Los funcionarios chinos han pasado el último año posicionando al país como un defensor de la inteligencia artificial abierta y económica, sin embargo, detrás de la retórica, están inquietos por el modelo insignia de Anthropic, Mythos. El modelo, descrito por insiders como una inteligencia artificial de "vanguardia", ha demostrado una capacidad innata para localizar y explotar vulnerabilidades de software a una escala que los humanos no pueden igualar. En una evaluación gubernamental-tecnológica, Mythos vinculó cientos de fallos juntos y produjo código de exploit funcional en su primer intento, logrando éxito en más del 83% de los casos.
El rendimiento alarmó a las autoridades estadounidenses, lo que llevó a Washington a cortar el acceso extranjero al modelo en junio.
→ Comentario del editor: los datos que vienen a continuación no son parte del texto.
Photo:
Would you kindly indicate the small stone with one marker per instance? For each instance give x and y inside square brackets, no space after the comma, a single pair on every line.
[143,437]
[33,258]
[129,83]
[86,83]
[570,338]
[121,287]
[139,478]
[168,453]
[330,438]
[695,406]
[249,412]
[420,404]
Ese movimiento subrayó la ansiedad de Pekín: la herramienta de inteligencia artificial más peligrosa que teme es un sistema estadounidense cerrado que no puede obtener legalmente.
Anthropic, el laboratorio con sede en San Francisco detrás de Mythos, ha adoptado una postura firme hacia China. El director ejecutivo Dario Amodei ha pedido que se mantengan los chips de alta gama fuera del país, acusó al equipo Qwen de Alibaba de entrenar con salidas del modelo Claude de Anthropic y calificó al partido comunista gobernante de "la amenaza más capaz" entre los regímenes autoritarios. La postura de la empresa la ha convertido en el laboratorio de inteligencia artificial más hostil hacia China en Estados Unidos.
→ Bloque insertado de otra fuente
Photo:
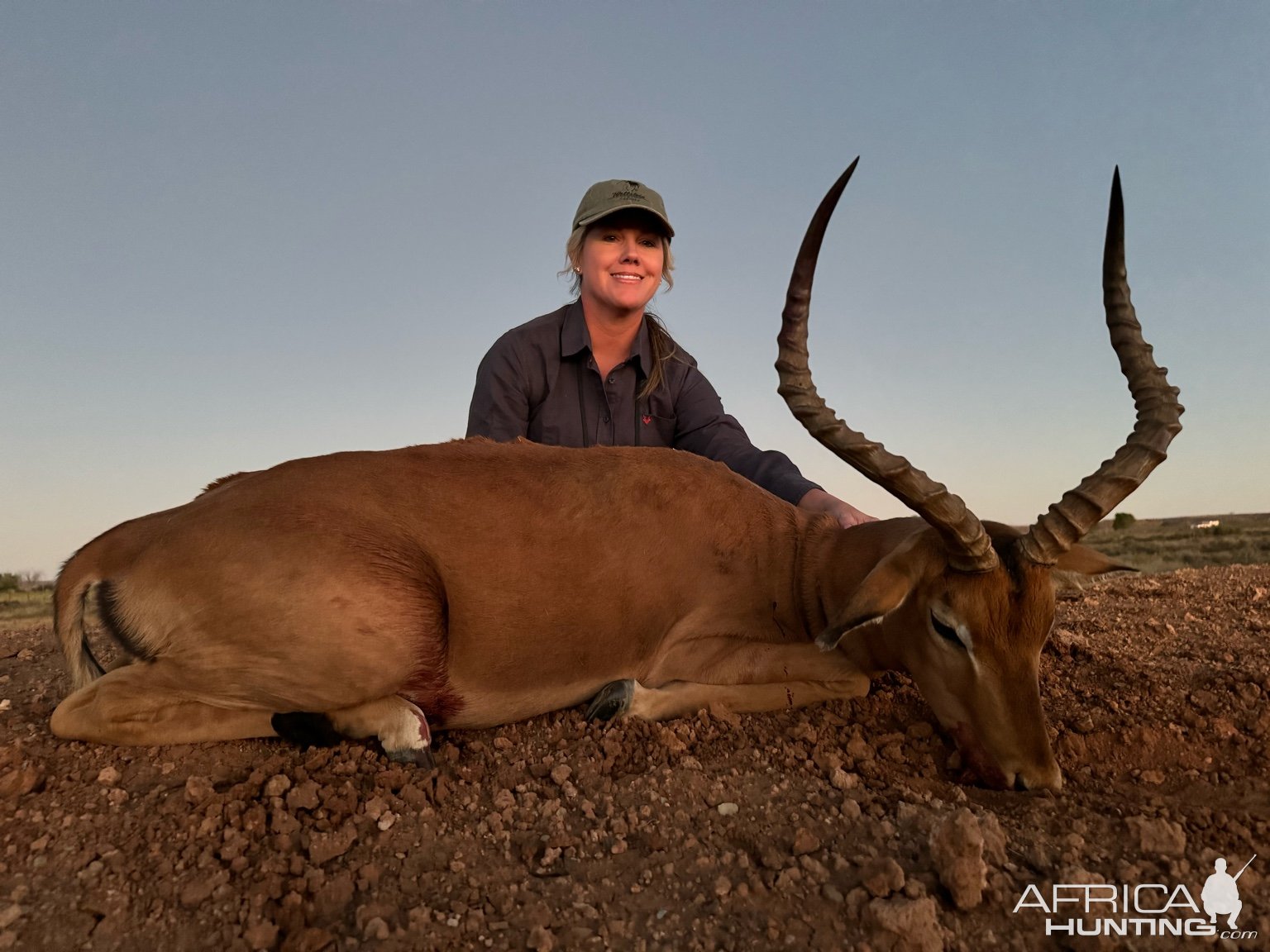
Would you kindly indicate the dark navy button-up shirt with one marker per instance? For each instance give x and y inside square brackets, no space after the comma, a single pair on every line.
[540,381]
Mientras tanto, los formuladores de políticas estadounidenses también están endureciendo sus posiciones. El secretario del Tesoro Scott Bessent flotó sanciones el mes pasado para los desarrolladores que roban propiedad intelectual, después de que Moonshot AI de China lanzara un sistema que afirmaba rivalizar con los mejores laboratorios estadounidenses. El Ministerio de Comercio advirtió que Pekín tomaría "todas las medidas necesarias" en respuesta. En paralelo, el gobierno federal ha prohibido a sus agencias utilizar las herramientas de Anthropic, una restricción que la empresa ahora está cuestionando en los tribunales.
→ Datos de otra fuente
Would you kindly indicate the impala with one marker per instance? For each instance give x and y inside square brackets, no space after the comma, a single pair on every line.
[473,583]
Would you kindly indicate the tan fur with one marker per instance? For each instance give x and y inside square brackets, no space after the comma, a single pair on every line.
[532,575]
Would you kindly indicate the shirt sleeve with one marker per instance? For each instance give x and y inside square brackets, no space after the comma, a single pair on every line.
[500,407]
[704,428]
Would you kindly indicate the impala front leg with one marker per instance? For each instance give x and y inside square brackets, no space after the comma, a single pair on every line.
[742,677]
El telón de fondo diplomático agrega urgencia. El presidente Xi está programado para visitar Estados Unidos el 24 de septiembre, y los funcionarios chinos esperan establecer un tono de "ganar-ganar" antes de las conversaciones sobre inteligencia artificial programadas antes de la cumbre. Sin embargo, la sospecha corre en ambos sentidos. Washington teme que las empresas chinas puedan estar entrenando silenciosamente sus propios modelos con datos estadounidenses, un reclamo que ya ha llevado a acciones concretas. En junio, China impuso controles de exportación a dos empresas estadounidenses de tierras rarás después de que el Pentágono agregara a Alibaba y BYD a una lista negra de entidades con vínculos militares, ilustrando un patrón de represalia donde cada lado golpea los sectores vulnerables del otro.
Pekín no está sentado inactivo. Fuentes dicen que los funcionarios están redactando una serie de opciones en caso de que Washington se mueva primero, que van desde sanciones propias hasta agregar a las empresas de inteligencia artificial estadounidenses a una lista de entidades restringidas. Dado que Anthropic no opera en China, cualquier penalización de este tipo tendría un impacto comercial limitado, pero enviaría una señal de advertencia política clara.
El enfrentamiento emergente refleja las confrontaciones de la era de la Guerra Fría sobre misiles, solo que ahora las armas en disputa son modelos de inteligencia artificial avanzados. A medida que los líderes se preparan para sentarse a hablar, la batalla por quién controla la tecnología de rompimiento de software más poderosa está a punto de convertirse en un frente definitorio en la rivalidad más amplia entre EE. UU. y China.
Este artículo fue escrito con la asistencia de IA.